When the Delhi riots broke out, Nida was in her class. Her family told her to stay back with a relative in a safer area. "My classmate and I were texting each other through the riots," recalls Nida.
"She lives in a Hindu mohalla across the road from my home. She would send a message that people were screaming 'the Muslims are coming'. I would reply that my family was being told 'the Hindus are coming'," says Nida.
Nida believes the rioters were outsiders and were instigated by politicians.
Because her father was a well-known teacher in the locality, the local policemen kept informing him about the movements of Hindu mobs.
"They (the police) also expressed their helplessness at not being able to take action against the mobs," says Nida.
"This so-called Hindu-Muslim hatred is all just on TV," she adds, pointing out that the few Hindu families that live in her area were protected by the Muslims.
Though Nida's neighbourhood was targeted by Hindu rioters, her parents did not use the riot as a stick against her marriage to a Hindu man.
In fact, some of the stereotypes were first broken by Nida's parents, both of whom are teachers, and who gave Nida the freedom rare for daughters brought up in community strongholds.
Her father has been supportive of her aspirations to study. And, when she told him about her desire to marry Mohan, he quietly reminded her about her plans to sit for the IAS exam. Her mother ruled it out altogether. Yet, neither of them forbid her from meeting him. They only advised her to "regard him only as a friend". They also did not rush to find a Muslim boy for her.
Finally, what forced Nida's hand was the COVID-19-induced lockdown when offers of marriage started pouring in for the young woman confined at home, and Nida felt she had to leave home before any of them were finalised.

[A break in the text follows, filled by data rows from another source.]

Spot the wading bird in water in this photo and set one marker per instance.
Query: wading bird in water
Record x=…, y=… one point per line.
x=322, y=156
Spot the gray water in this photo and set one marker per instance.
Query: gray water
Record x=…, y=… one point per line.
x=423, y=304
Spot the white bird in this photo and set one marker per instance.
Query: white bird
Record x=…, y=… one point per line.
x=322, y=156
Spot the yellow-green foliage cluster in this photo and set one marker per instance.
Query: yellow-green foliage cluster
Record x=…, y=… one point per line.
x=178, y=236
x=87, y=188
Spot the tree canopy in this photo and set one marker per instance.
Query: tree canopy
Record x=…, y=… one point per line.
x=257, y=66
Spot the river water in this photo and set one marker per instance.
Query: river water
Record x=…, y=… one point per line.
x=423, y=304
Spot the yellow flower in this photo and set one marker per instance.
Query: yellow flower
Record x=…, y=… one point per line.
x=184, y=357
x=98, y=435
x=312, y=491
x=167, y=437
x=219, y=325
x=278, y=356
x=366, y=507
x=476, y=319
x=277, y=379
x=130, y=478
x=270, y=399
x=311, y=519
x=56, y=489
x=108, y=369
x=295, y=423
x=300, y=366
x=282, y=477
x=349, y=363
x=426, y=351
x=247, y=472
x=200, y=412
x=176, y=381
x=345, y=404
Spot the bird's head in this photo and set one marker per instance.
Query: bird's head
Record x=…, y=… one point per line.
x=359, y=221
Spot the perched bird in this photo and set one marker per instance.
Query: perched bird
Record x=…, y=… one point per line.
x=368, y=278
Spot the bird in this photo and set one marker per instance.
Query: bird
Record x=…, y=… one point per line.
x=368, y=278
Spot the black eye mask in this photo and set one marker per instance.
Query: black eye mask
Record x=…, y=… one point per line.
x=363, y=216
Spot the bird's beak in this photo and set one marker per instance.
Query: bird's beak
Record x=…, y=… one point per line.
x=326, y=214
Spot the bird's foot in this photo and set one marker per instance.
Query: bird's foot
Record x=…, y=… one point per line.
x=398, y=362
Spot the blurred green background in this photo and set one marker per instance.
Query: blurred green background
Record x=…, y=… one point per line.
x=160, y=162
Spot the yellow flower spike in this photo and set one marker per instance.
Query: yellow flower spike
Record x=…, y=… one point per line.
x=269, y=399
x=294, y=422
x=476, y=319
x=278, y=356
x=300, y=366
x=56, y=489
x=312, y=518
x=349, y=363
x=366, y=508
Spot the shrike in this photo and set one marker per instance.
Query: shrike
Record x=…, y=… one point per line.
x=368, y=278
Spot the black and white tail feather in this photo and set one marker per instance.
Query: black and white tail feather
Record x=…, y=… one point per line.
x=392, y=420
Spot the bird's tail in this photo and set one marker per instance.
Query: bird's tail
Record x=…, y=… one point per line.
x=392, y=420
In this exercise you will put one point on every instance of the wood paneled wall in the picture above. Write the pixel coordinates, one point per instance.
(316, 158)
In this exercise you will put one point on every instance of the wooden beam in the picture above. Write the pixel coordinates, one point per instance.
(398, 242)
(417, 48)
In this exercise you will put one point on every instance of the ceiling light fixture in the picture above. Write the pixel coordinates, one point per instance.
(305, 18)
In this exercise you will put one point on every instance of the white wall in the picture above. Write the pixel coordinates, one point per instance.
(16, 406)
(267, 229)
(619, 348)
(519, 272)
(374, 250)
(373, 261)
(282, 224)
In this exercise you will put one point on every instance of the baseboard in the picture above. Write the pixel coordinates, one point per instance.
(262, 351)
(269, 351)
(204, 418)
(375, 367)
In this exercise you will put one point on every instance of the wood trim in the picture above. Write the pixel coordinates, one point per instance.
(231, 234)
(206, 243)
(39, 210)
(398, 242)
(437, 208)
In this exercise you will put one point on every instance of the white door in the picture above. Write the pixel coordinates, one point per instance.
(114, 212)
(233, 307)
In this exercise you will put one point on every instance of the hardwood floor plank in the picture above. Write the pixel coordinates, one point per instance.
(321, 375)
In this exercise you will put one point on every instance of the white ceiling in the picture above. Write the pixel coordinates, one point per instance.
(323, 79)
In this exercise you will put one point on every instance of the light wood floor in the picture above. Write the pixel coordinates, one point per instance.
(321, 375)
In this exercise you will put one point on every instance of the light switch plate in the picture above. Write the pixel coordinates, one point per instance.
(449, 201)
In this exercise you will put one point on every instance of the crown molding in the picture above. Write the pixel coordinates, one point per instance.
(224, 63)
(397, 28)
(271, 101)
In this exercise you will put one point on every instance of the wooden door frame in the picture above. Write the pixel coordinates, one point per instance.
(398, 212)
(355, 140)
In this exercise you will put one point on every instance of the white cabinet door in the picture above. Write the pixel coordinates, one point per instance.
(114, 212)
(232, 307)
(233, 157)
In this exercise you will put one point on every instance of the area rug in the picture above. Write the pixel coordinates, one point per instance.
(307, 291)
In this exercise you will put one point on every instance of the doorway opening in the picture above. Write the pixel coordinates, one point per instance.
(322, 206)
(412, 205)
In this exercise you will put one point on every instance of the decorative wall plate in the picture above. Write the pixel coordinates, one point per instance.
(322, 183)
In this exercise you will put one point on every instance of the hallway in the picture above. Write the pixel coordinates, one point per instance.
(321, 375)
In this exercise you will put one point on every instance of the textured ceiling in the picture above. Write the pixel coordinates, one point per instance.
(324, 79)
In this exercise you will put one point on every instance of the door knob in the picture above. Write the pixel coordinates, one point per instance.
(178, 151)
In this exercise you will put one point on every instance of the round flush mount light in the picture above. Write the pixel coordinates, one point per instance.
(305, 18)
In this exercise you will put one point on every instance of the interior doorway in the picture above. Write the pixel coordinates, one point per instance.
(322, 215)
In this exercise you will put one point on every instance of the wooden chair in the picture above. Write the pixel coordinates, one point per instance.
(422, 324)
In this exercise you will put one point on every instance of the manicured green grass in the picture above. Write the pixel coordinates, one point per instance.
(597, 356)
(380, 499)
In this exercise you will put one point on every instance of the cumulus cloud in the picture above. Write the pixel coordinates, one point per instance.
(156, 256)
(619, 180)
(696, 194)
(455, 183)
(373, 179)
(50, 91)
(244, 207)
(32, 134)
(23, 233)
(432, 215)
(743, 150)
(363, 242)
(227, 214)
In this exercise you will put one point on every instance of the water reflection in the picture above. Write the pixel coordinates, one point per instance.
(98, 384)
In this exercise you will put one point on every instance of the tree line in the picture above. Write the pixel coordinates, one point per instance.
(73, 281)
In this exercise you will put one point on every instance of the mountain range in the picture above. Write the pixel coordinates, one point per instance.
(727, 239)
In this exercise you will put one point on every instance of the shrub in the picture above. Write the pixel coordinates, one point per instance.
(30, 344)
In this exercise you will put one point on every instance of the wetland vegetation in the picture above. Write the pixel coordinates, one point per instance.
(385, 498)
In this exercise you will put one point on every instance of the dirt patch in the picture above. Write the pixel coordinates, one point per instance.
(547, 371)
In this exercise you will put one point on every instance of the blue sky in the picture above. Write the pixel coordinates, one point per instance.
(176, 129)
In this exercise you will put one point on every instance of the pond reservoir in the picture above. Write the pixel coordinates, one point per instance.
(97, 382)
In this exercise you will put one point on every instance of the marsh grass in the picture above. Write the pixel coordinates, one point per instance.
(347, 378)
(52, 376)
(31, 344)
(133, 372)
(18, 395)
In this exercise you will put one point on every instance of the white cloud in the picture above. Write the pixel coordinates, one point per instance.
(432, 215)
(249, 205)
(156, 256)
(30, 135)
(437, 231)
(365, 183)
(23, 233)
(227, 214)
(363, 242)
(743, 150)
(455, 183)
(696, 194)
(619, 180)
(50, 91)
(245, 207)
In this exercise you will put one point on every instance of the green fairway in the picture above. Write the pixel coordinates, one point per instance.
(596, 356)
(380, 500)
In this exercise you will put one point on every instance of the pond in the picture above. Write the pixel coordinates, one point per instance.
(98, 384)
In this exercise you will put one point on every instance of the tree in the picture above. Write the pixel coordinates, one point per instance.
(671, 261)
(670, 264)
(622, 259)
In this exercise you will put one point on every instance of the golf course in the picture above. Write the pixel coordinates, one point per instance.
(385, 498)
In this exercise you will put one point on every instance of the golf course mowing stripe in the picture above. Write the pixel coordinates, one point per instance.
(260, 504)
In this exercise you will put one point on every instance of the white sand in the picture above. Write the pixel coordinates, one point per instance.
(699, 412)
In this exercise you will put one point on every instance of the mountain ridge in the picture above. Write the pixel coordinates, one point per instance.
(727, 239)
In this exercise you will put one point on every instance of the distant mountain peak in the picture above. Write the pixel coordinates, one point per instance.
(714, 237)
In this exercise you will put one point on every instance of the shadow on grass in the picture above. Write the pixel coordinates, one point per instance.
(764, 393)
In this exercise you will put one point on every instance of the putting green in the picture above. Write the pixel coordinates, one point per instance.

Contrary to the stereotype of the emotional young woman who impetuously runs away, Nida first looked for help on the internet.
"I was sure that in modern India, there would be some organisation which could help couples like us," she says.
She found Dhanak of Humanity, a Delhi-based group that has, since its founding in 2012, helped 1,300 inter-faith and inter-caste couples marry under the Special Marriage Act.
Why didn't she take the easy way out and opt for an instant religious marriage?
"In 10 years, religion never came between us. Honestly, it barely matters to me whether he does puja or namaz. And forcible conversion? Never," she says.
The "force" comes from the government, says Nida.
"It's like the government is telling us: you want to marry outside your faith? Then change your religion, or prepare to wait endlessly till all the hurdles under the SMA are cleared."
While discussing the anomalies of the SMA, Asif Iqbal, co-founder of Dhanak told her that it could be challenged.
"I decided I would do so," recalls Nida, and filed her petition in September 2020. Even though the display of the marriage notice created no problem for her, she decided not to withdraw the petition.
Though the parents of both the groom and the bride didn't attend the wedding, they have accepted the marriage and one another.
In fact, they had come to know each other earlier, when they had accompanied their children to Chennai to appear for an exam. They were unaware of the surprise their children had planned for them.
Though the couple is firm on not converting, their erstwhile neighbours assume otherwise. In her Muslim locality, it is assumed Mohan has converted, whereas, in Nida's in-laws' home, she is a typical Hindu bahu. And this is why this brave woman has refused to be photographed for this interview.
However, it is only her father who visits the home she and Mohan have built for themselves in a rented room.
"He can't stay away from me," she laughs.
"On the rest of the family, religion has too strong a hold," she adds.
It is to escape this stranglehold that the couple have decided that their child will be given a name not identifiable with either religion and will be taught what is right and wrong, rather than the tenets of either religion.
Nida knows this would upset both sets of parents, but the IAS aspirant says: "I'm attached to them, but I'm not an emotional fool."